Dans les années 1970, certaines de ses expositions sont violemment critiquées. La plus marquante ?
" J’exposais à l’ICA de Londres. Dans la rue, je vois la police partout et je me dis : “Ils bloquent sûrement l’accès à Buckingham Palace.” En entrant dans la galerie, je découvre une scène chaotique. Des manifestants — pour la plupart des hommes homosexuels — collaient des autocollants sur mes œuvres, heureusement protégées sous verre. Mon père était là, il n’en revenait pas. Le directeur de la galerie m’a présenté à un haut gradé de la police : “Voici l’artiste.” Je m’attendais à un sermon… mais il m’a simplement demandé de signer une affiche pour les collègues du commissariat ! Si la police ne s’en inquiétait pas, je ne devais pas non plus. Pourtant, j’avais créé une image parfaite pour la controverse : une femme à quatre pattes servant de table.
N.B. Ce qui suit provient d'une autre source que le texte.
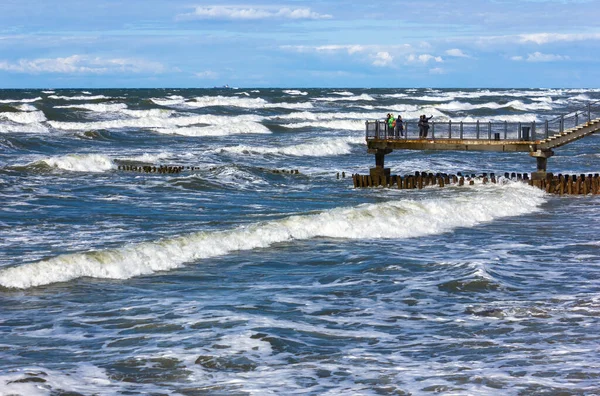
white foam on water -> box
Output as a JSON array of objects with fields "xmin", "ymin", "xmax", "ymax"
[
  {"xmin": 48, "ymin": 94, "xmax": 114, "ymax": 100},
  {"xmin": 42, "ymin": 90, "xmax": 55, "ymax": 94},
  {"xmin": 55, "ymin": 103, "xmax": 128, "ymax": 112},
  {"xmin": 314, "ymin": 93, "xmax": 375, "ymax": 102},
  {"xmin": 181, "ymin": 95, "xmax": 313, "ymax": 110},
  {"xmin": 15, "ymin": 104, "xmax": 38, "ymax": 112},
  {"xmin": 458, "ymin": 114, "xmax": 540, "ymax": 123},
  {"xmin": 435, "ymin": 100, "xmax": 553, "ymax": 112},
  {"xmin": 0, "ymin": 182, "xmax": 547, "ymax": 289},
  {"xmin": 0, "ymin": 364, "xmax": 127, "ymax": 395},
  {"xmin": 331, "ymin": 91, "xmax": 355, "ymax": 96},
  {"xmin": 120, "ymin": 152, "xmax": 173, "ymax": 163},
  {"xmin": 282, "ymin": 119, "xmax": 365, "ymax": 131},
  {"xmin": 0, "ymin": 97, "xmax": 42, "ymax": 104},
  {"xmin": 153, "ymin": 121, "xmax": 271, "ymax": 136},
  {"xmin": 0, "ymin": 123, "xmax": 49, "ymax": 134},
  {"xmin": 150, "ymin": 95, "xmax": 186, "ymax": 107},
  {"xmin": 49, "ymin": 114, "xmax": 265, "ymax": 132},
  {"xmin": 38, "ymin": 153, "xmax": 115, "ymax": 173},
  {"xmin": 216, "ymin": 136, "xmax": 364, "ymax": 157},
  {"xmin": 283, "ymin": 90, "xmax": 308, "ymax": 96},
  {"xmin": 0, "ymin": 110, "xmax": 47, "ymax": 124}
]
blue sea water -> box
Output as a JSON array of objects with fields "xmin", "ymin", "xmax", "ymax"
[{"xmin": 0, "ymin": 88, "xmax": 599, "ymax": 395}]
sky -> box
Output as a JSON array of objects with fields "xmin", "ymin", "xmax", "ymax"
[{"xmin": 0, "ymin": 0, "xmax": 599, "ymax": 88}]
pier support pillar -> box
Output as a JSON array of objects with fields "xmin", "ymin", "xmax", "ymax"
[
  {"xmin": 368, "ymin": 148, "xmax": 392, "ymax": 185},
  {"xmin": 530, "ymin": 149, "xmax": 554, "ymax": 181}
]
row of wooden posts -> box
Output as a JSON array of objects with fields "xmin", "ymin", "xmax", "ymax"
[
  {"xmin": 351, "ymin": 171, "xmax": 600, "ymax": 195},
  {"xmin": 117, "ymin": 165, "xmax": 300, "ymax": 175}
]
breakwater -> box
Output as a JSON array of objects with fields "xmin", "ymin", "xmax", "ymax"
[{"xmin": 351, "ymin": 171, "xmax": 600, "ymax": 195}]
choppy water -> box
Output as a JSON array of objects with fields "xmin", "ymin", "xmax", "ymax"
[{"xmin": 1, "ymin": 88, "xmax": 599, "ymax": 395}]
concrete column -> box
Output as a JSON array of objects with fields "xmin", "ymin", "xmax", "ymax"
[{"xmin": 530, "ymin": 149, "xmax": 554, "ymax": 181}]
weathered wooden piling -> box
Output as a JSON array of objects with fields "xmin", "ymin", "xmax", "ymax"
[{"xmin": 349, "ymin": 170, "xmax": 600, "ymax": 196}]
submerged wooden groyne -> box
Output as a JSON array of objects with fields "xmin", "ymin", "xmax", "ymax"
[{"xmin": 351, "ymin": 171, "xmax": 600, "ymax": 195}]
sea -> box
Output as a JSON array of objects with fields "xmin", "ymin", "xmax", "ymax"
[{"xmin": 0, "ymin": 88, "xmax": 599, "ymax": 395}]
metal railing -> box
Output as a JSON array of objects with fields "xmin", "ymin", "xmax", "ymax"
[
  {"xmin": 366, "ymin": 100, "xmax": 600, "ymax": 142},
  {"xmin": 366, "ymin": 120, "xmax": 537, "ymax": 141}
]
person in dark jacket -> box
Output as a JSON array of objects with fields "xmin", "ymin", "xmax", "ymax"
[
  {"xmin": 420, "ymin": 114, "xmax": 433, "ymax": 138},
  {"xmin": 394, "ymin": 115, "xmax": 404, "ymax": 137}
]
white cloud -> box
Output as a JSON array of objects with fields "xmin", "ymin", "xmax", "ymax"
[
  {"xmin": 445, "ymin": 48, "xmax": 469, "ymax": 58},
  {"xmin": 195, "ymin": 70, "xmax": 218, "ymax": 79},
  {"xmin": 179, "ymin": 6, "xmax": 332, "ymax": 20},
  {"xmin": 518, "ymin": 32, "xmax": 600, "ymax": 44},
  {"xmin": 511, "ymin": 52, "xmax": 569, "ymax": 62},
  {"xmin": 406, "ymin": 54, "xmax": 443, "ymax": 64},
  {"xmin": 429, "ymin": 67, "xmax": 445, "ymax": 75},
  {"xmin": 0, "ymin": 55, "xmax": 167, "ymax": 74},
  {"xmin": 372, "ymin": 52, "xmax": 394, "ymax": 67}
]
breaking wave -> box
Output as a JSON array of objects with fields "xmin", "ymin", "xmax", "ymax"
[{"xmin": 0, "ymin": 182, "xmax": 546, "ymax": 289}]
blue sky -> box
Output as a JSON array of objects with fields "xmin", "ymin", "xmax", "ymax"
[{"xmin": 1, "ymin": 0, "xmax": 599, "ymax": 88}]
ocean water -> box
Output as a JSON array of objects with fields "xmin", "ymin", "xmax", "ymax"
[{"xmin": 0, "ymin": 88, "xmax": 599, "ymax": 395}]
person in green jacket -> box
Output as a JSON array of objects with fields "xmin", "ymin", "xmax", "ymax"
[{"xmin": 387, "ymin": 114, "xmax": 396, "ymax": 136}]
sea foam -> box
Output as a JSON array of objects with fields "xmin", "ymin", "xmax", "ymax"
[
  {"xmin": 39, "ymin": 154, "xmax": 115, "ymax": 173},
  {"xmin": 0, "ymin": 182, "xmax": 546, "ymax": 289}
]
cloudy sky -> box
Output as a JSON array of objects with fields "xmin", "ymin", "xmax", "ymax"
[{"xmin": 1, "ymin": 0, "xmax": 599, "ymax": 88}]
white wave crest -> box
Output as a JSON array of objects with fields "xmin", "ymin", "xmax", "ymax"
[
  {"xmin": 120, "ymin": 152, "xmax": 173, "ymax": 163},
  {"xmin": 0, "ymin": 182, "xmax": 546, "ymax": 289},
  {"xmin": 15, "ymin": 104, "xmax": 38, "ymax": 112},
  {"xmin": 40, "ymin": 154, "xmax": 115, "ymax": 172},
  {"xmin": 314, "ymin": 93, "xmax": 375, "ymax": 102},
  {"xmin": 435, "ymin": 100, "xmax": 553, "ymax": 112},
  {"xmin": 49, "ymin": 114, "xmax": 265, "ymax": 132},
  {"xmin": 163, "ymin": 95, "xmax": 314, "ymax": 110},
  {"xmin": 48, "ymin": 94, "xmax": 113, "ymax": 100},
  {"xmin": 283, "ymin": 90, "xmax": 308, "ymax": 96},
  {"xmin": 0, "ymin": 97, "xmax": 42, "ymax": 104},
  {"xmin": 150, "ymin": 95, "xmax": 186, "ymax": 107},
  {"xmin": 282, "ymin": 120, "xmax": 366, "ymax": 131},
  {"xmin": 217, "ymin": 136, "xmax": 364, "ymax": 157},
  {"xmin": 55, "ymin": 103, "xmax": 128, "ymax": 112},
  {"xmin": 0, "ymin": 123, "xmax": 49, "ymax": 133},
  {"xmin": 332, "ymin": 91, "xmax": 355, "ymax": 96},
  {"xmin": 0, "ymin": 110, "xmax": 47, "ymax": 124},
  {"xmin": 153, "ymin": 121, "xmax": 271, "ymax": 136}
]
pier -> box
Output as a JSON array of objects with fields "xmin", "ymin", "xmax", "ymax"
[{"xmin": 362, "ymin": 100, "xmax": 600, "ymax": 189}]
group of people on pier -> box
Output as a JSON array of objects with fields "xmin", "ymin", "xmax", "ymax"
[{"xmin": 385, "ymin": 113, "xmax": 433, "ymax": 138}]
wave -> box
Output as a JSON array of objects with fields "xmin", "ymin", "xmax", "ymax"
[
  {"xmin": 283, "ymin": 90, "xmax": 308, "ymax": 96},
  {"xmin": 0, "ymin": 110, "xmax": 47, "ymax": 124},
  {"xmin": 36, "ymin": 154, "xmax": 115, "ymax": 173},
  {"xmin": 15, "ymin": 104, "xmax": 39, "ymax": 112},
  {"xmin": 152, "ymin": 121, "xmax": 271, "ymax": 136},
  {"xmin": 48, "ymin": 94, "xmax": 114, "ymax": 101},
  {"xmin": 0, "ymin": 123, "xmax": 49, "ymax": 133},
  {"xmin": 0, "ymin": 182, "xmax": 546, "ymax": 289},
  {"xmin": 215, "ymin": 136, "xmax": 364, "ymax": 157},
  {"xmin": 0, "ymin": 97, "xmax": 42, "ymax": 104},
  {"xmin": 282, "ymin": 120, "xmax": 366, "ymax": 131},
  {"xmin": 435, "ymin": 100, "xmax": 553, "ymax": 112},
  {"xmin": 48, "ymin": 114, "xmax": 265, "ymax": 132},
  {"xmin": 152, "ymin": 95, "xmax": 313, "ymax": 110},
  {"xmin": 331, "ymin": 91, "xmax": 355, "ymax": 96},
  {"xmin": 314, "ymin": 94, "xmax": 375, "ymax": 102},
  {"xmin": 55, "ymin": 103, "xmax": 129, "ymax": 112}
]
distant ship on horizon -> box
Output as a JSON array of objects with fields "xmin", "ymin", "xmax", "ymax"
[{"xmin": 214, "ymin": 84, "xmax": 233, "ymax": 89}]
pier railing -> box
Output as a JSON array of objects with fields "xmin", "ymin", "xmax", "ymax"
[{"xmin": 366, "ymin": 100, "xmax": 600, "ymax": 141}]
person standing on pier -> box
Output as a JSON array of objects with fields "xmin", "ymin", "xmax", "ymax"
[
  {"xmin": 420, "ymin": 115, "xmax": 433, "ymax": 138},
  {"xmin": 394, "ymin": 115, "xmax": 404, "ymax": 137},
  {"xmin": 387, "ymin": 114, "xmax": 396, "ymax": 137}
]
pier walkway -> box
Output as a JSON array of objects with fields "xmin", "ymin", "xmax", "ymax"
[{"xmin": 365, "ymin": 100, "xmax": 600, "ymax": 180}]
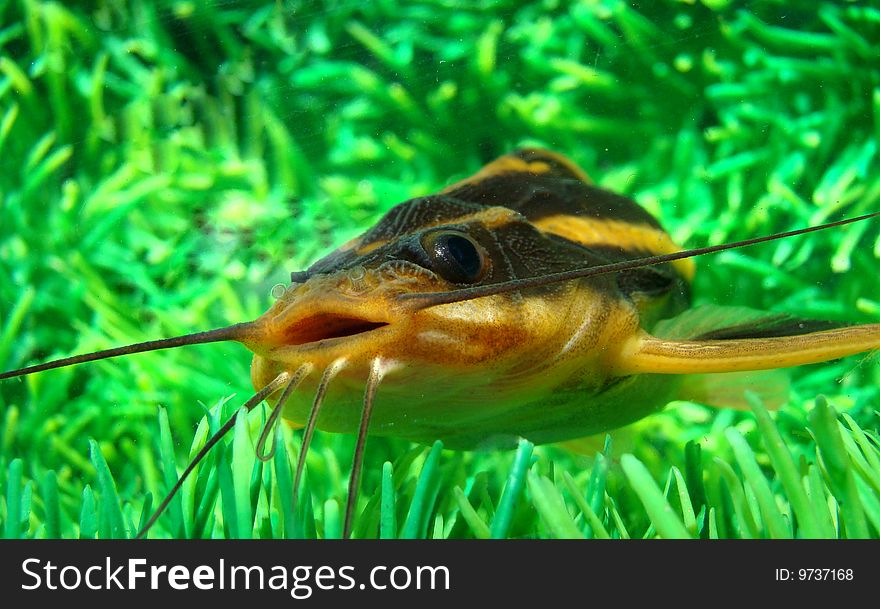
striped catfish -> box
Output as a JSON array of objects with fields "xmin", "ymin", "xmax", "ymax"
[{"xmin": 3, "ymin": 148, "xmax": 879, "ymax": 536}]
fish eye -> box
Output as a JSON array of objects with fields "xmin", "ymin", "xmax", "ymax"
[{"xmin": 423, "ymin": 231, "xmax": 489, "ymax": 284}]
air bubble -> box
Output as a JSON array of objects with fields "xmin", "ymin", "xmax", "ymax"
[{"xmin": 271, "ymin": 284, "xmax": 287, "ymax": 299}]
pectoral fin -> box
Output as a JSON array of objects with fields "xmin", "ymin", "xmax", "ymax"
[{"xmin": 610, "ymin": 313, "xmax": 880, "ymax": 376}]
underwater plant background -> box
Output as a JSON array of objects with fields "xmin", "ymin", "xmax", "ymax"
[{"xmin": 1, "ymin": 0, "xmax": 879, "ymax": 538}]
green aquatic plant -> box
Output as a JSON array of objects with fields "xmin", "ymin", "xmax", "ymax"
[{"xmin": 1, "ymin": 0, "xmax": 879, "ymax": 538}]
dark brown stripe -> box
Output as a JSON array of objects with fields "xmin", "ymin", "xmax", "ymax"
[
  {"xmin": 305, "ymin": 196, "xmax": 487, "ymax": 276},
  {"xmin": 359, "ymin": 196, "xmax": 487, "ymax": 245},
  {"xmin": 445, "ymin": 174, "xmax": 664, "ymax": 230}
]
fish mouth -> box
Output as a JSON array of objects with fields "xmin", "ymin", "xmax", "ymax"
[{"xmin": 278, "ymin": 312, "xmax": 390, "ymax": 346}]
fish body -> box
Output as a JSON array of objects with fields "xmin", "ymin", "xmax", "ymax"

Ils auraient pu critiquer les magazines fétichistes, mais non… c’était moi. "
Dans les années 1950 et 60, les icônes s’appelaient Jackie Kennedy, Marilyn Monroe, Liz Taylor, Brigitte Bardot, Raquel Welch, Jane Fonda (dans Barbarella), ou encore Ursula Andress dans James Bond. Aujourd’hui, Kate Moss s’impose comme muse pour de nombreux artistes, dont Allen Jones. Pourquoi elle ?
"Très photogénique. Certaines personnes deviennent subitement omniprésentes. Ce qui m’a toujours frappé, c’est la différence de perception entre l’Amérique et l’Europe. Les actrices européennes expriment une sexualité plus directe. Bardot plus que Monroe, par exemple. "
Stanley Kubrick s’est inspiré du travail de Jones pour le décor de Orange mécanique.
" On ne s’est jamais rencontrés, on s’est parlé au téléphone. Il avait vu une de mes expos et m’a proposé de collaborer à son film, notamment pour concevoir le club et les meubles. J’étais emballé. Puis il m’a dit : “Je suis un réalisateur célèbre, si on te remarque dans mon film, tu auras du travail.” J’ai répondu : “Je ne suis pas décorateur de cinéma. Si vous pouvez me décrocher une expo au Louvre ou au MoMA, là d’accord !” Finalement, je lui ai dit : “Si mon idée vous plaît, servez-vous. Après tout, on ne peut pas breveter une idée.”